Loin de la sage dualité du Stromae de Tous les mêmes, dès le quatrième morceau de Miss Knife chante Olivier Py, le tout nouveau directeur du festival d’Avignon jette sa perruque au sol, mais, coquet, change de boucle d’oreille en même temps que de costume. Sa transformation en femme demande plus de deux heures, mais il s’arrange pour rester un mec avec du poil sous les bras, sans être assigné à une identité sexuelle : « Ce n’est pas parce qu’on est un hétérosexuel de base que l’on n’a pas le droit d’aimer les bougies parfumées », dit-il dès le début du spectacle, qui tournait en janvier.

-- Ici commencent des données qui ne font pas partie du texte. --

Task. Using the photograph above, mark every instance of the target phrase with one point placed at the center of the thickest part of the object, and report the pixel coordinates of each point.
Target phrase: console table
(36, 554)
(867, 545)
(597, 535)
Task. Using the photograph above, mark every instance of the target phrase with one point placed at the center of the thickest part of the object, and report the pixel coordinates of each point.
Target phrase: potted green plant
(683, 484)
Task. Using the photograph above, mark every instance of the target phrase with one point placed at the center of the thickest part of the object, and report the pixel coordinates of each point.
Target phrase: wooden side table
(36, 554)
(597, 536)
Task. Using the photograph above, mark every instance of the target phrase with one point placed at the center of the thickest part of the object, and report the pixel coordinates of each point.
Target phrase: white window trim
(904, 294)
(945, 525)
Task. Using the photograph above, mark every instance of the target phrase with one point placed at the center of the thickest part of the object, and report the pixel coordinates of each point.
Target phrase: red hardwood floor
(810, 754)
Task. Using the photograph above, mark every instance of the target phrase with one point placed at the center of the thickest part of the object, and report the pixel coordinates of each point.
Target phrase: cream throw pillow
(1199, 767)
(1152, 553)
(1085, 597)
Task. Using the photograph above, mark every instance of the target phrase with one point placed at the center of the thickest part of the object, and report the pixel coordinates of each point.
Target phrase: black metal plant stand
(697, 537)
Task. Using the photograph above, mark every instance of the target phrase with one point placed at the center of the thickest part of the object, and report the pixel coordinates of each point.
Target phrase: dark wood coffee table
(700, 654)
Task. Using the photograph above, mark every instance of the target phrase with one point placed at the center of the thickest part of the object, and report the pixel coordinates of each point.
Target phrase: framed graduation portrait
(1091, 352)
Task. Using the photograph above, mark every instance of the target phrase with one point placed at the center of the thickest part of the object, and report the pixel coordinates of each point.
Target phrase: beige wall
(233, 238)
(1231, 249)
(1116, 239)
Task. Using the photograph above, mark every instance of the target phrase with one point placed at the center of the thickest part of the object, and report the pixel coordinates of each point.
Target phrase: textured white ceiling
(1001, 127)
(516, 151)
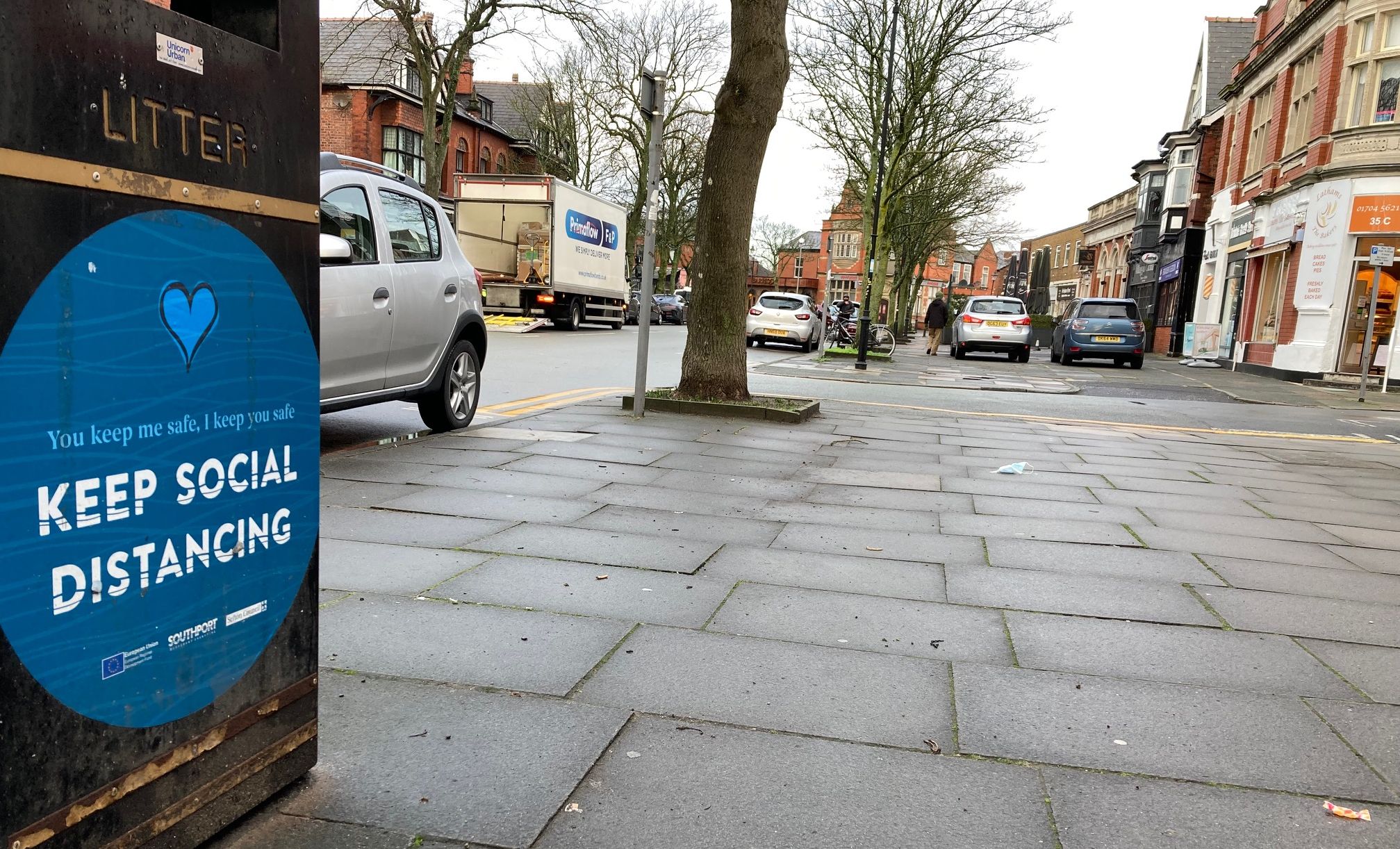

Le Kabaret Warszawski, présenté l’été dernier en Avignon et repris à Chaillot en février par Krzysztof Warlikowski, exprime, lui, les dangers qui menacent nos démocraties. Dans une forme libre, détachée, permettant d’instaurer un langage s’affranchissant de toute convention et de toute obligation envers l’intrigue et la narration, le Polonais pointe du doigt (verni) la montée du nationalisme et du racisme. Les tabous explosent, chacun suit ses inclinations. Dans ce lieu d’échange et de réflexion, la seule note gaie et porteuse d’espoir à la fin des quatre heures trente de spectacle reste la clameur du meneur de revue : « Y a-t-il encore des gens qui ressentent de l’amour ? »
Jouissance maximum
Pour ces performeurs excellant dans l’art sensible du don de soi, le travestissement est une nécessité intime, un vecteur de créativité et un acte subversif. Brian Scott Bagley (ci-dessus), chanteur et chorégraphe boylesque originaire de Baltimore Buzz les soirées du mercredi au bar du Très Honoré à Paris. Le maître de cérémonie, dont les talons aiguilles sont ses baguettes magiques, est devenu parisien suite à une audition avec Jérôme Savary (pour la pièce À la recherche de Joséphine en 2006). Il est le plus inattendu héritier de la danse des bananes de Joséphine Baker. Comme elle, il poursuit son rêve de conquête de l’Europe. Son spectacle Cabaret Me, I’m famous est présenté en mai au Théâtre de Poche Graslin à Nantes. À Paris, également les mercredis, sa consœur féministe et drag king Louise de Ville domine la soirée Pretty Propaganda à la Manufacture Bar Rock, et l’éphèbe Arthur Gillet s’abandonne dans les galeries d’art, The Man Inside Corrine (Sébastien Vion de son vrai nom, voir ci-dessous) agit souvent derrière les platines ; Lola quotidiennement sur les planches de la Revue Mugler Follies, et sa complice Solange fait du hosting [accueillir les invités] au Badaboum ou au Yoyo les soirs de fête. Lola et Solange ont créé en décembre l’émission Les Poupées de Paris, enregistrée un samedi par mois sur radiomarais.fm au Café Français, place de la Bastille. Leurs invités : Régine, Jenny Bel’Air (lire l’interview de la mythique physio du Palace dans Standard n° 30) ou Betony Vernon, « anthropologiste sexuel ». On y parle d’un Paris transgenre et cultissime avec des conseils mode en bonus. Le plus queer de la famille signe des performances adulées : François Chaignaud se produisait femme dès 2010 dans (M)imosa, une collaboration chorégraphique sur le thème de l’identité qui rend hommage au voguing tout en explorant la faille entre le désir et l’impossibilité de devenir autre. Depuis, ses ongles incroyablement longs et impeccablement peints ne le quittent pas : « Il ne s’agit pas d’atteindre une illusion de la féminité, mais plutôt de faire coïncider la logistique de l’apparence à la machinerie du désir », explique-t-il. Car si le double masculin ou féminin est avant tout une prolongation de l’être, un travail précieux pour exploser les normes et interroger, encore et toujours, la différence, il autorise surtout à trouver les moyens de jouir de notre liberté au maximum.
Par Marion Boucard
Les Poupées de Paris
Sur la web radio radiomarais.fm
Un samedi par mois de 20h à 22h
Soirées Buzz
Les mercredis à 21h au Bar du Très Honoré, Paris 1er
The Man Inside Corrine
Comédien DJ issu de l’univers circassien et du théâtre de rue.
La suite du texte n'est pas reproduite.